As mentioned earlier, a PN rating indicates the maximum allowable pressure at a reference temperature. But metals and plastics change their physical properties as they heat up. When the temperature of the fluid inside the pipe increases, the mechanical strength of the pipe or valve decreases.
This means the actual MPa a PN-rated component can handle drops as the heat rises.
For example, a standard carbon steel flange rated at PN40 can safely handle 4.0 MPa of pressure when the water inside is 20°C. However, if you are pumping steam through that same flange at 200°C, the material weakens. According to standard pressure-temperature rating charts, that same PN40 flange might only be rated to handle 3.3 MPa at 200°C.
This is why you can never just look at a PN number and assume the component is safe for your system. You must always cross-reference the PN class with the actual operating temperature to find the true maximum allowable pressure in MPa.
The Risks of Confusion
Mixing up PN and MPa isn't just a paperwork error. It has severe real-world consequences:
Catastrophic Failure: Installing a low-pressure component (like PN10) in a high-pressure system (like 10 MPa) will result in immediate structural failure. Pipes burst, toxic or scalding fluids leak, and personnel are put in direct danger.

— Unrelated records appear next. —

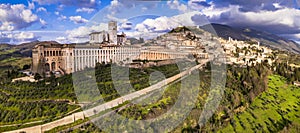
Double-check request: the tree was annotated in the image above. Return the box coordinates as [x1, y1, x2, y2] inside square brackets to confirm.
[34, 73, 42, 80]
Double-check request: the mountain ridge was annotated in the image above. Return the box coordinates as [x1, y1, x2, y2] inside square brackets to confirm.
[199, 23, 300, 54]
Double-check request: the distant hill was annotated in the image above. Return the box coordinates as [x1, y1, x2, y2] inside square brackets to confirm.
[200, 23, 300, 54]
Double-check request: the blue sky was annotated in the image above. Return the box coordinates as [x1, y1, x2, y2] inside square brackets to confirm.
[0, 0, 300, 44]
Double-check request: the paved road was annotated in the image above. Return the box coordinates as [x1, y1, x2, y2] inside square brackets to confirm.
[9, 60, 209, 133]
[83, 60, 208, 117]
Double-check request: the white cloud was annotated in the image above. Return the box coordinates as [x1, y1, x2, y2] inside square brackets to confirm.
[28, 1, 35, 10]
[0, 31, 38, 44]
[202, 5, 300, 30]
[40, 18, 47, 25]
[167, 0, 188, 12]
[33, 0, 100, 7]
[76, 7, 95, 13]
[106, 14, 127, 23]
[66, 23, 108, 42]
[36, 7, 47, 12]
[188, 0, 210, 10]
[58, 15, 67, 20]
[0, 4, 38, 30]
[54, 11, 59, 16]
[118, 21, 133, 30]
[135, 11, 201, 32]
[69, 16, 88, 24]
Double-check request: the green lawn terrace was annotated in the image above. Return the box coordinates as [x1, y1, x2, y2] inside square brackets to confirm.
[219, 75, 300, 133]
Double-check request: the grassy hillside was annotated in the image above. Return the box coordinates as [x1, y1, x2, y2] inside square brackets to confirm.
[219, 75, 300, 133]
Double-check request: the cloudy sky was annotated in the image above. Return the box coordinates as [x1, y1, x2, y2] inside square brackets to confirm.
[0, 0, 300, 44]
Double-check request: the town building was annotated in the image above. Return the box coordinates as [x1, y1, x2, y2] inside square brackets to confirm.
[32, 21, 202, 74]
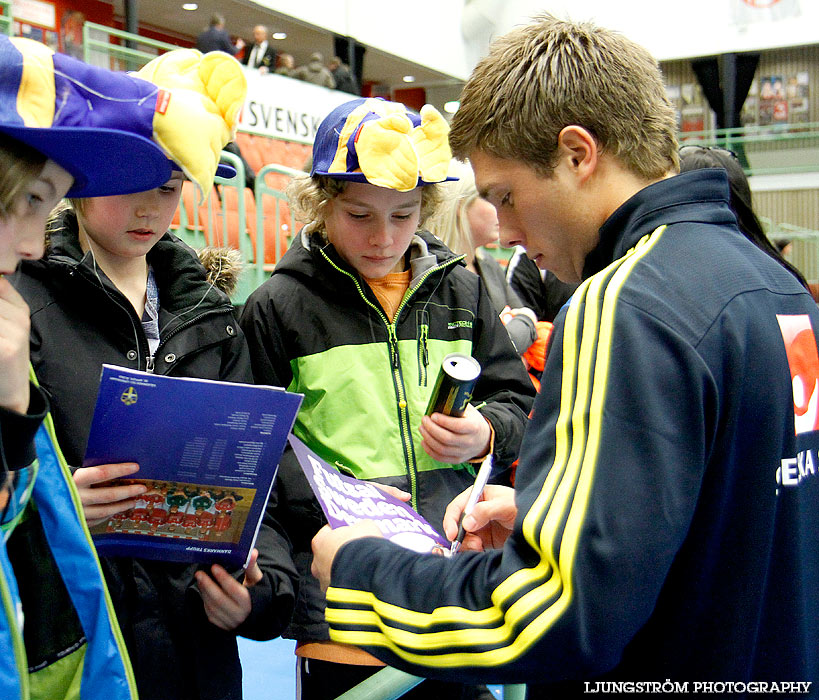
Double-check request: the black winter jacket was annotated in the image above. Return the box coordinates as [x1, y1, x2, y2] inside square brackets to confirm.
[12, 213, 296, 700]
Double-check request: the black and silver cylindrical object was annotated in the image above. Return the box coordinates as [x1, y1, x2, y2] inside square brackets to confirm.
[426, 352, 481, 416]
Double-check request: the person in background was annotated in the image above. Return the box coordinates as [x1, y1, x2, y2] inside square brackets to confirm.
[196, 13, 245, 56]
[290, 51, 336, 90]
[312, 15, 819, 698]
[275, 53, 296, 78]
[241, 98, 534, 700]
[242, 24, 276, 74]
[506, 246, 578, 322]
[0, 35, 184, 700]
[427, 161, 537, 355]
[327, 56, 359, 95]
[12, 49, 296, 700]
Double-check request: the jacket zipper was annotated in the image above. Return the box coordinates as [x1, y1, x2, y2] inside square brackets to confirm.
[321, 250, 465, 510]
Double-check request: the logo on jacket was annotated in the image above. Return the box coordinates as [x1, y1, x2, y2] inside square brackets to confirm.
[119, 386, 139, 406]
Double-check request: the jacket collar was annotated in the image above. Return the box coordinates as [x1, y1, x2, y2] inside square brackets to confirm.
[583, 168, 736, 279]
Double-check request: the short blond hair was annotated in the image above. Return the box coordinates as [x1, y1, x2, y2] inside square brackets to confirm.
[427, 161, 478, 255]
[286, 175, 442, 234]
[449, 15, 679, 180]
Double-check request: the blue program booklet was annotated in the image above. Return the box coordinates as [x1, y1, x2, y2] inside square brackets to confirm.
[83, 365, 303, 566]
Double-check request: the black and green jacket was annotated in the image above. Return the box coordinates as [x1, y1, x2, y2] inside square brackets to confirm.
[241, 232, 534, 640]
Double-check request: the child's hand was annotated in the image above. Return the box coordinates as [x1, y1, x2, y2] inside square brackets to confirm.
[419, 404, 492, 464]
[196, 549, 262, 632]
[0, 275, 31, 413]
[74, 462, 148, 527]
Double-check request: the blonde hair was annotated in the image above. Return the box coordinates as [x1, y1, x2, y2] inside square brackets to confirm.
[0, 136, 48, 219]
[285, 175, 442, 235]
[427, 161, 478, 255]
[449, 15, 679, 180]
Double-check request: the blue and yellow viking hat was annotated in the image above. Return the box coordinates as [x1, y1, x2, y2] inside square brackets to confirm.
[0, 35, 247, 197]
[310, 98, 456, 192]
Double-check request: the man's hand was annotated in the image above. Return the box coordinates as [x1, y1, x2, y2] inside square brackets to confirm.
[310, 520, 383, 591]
[74, 462, 148, 527]
[195, 549, 262, 632]
[0, 275, 31, 413]
[444, 484, 518, 552]
[419, 404, 492, 464]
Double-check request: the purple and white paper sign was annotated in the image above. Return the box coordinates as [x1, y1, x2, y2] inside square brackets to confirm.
[287, 434, 450, 557]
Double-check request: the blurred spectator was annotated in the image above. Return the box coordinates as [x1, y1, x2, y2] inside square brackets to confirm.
[290, 51, 336, 90]
[327, 56, 359, 95]
[196, 14, 245, 56]
[275, 53, 296, 78]
[242, 24, 276, 73]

Over-engineering and Wasted Money: The reverse is also true. If your system requires 1.6 MPa, and you mistakenly order PN160 valves thinking you need "160" to cover the "16" decimal, you will end up buying incredibly thick, heavy, and expensive equipment for no reason. You blow your budget on unnecessary bulk.
Compliance and Insurance Issues: Industrial systems must pass rigorous safety inspections. If an inspector finds mismatched PN ratings for the required MPa operating pressure, the system will fail certification, delaying the project and potentially voiding insurance policies.
The Bottom Line
When you are dealing with fluid systems, keep these rules in mind:
PN is a category. It tells you the design class of the component.
MPa is a measurement. It tells you the actual physical force in the system.
Divide by 10. As a quick mental shortcut, dividing the PN number by 10 gives you the rough MPa equivalent at room temperature (PN16 = 1.6 MPa).
Check the charts. Always consult the manufacturer's pressure-temperature rating tables to see exactly how many MPa your PN-rated part can handle at your specific operating temperature.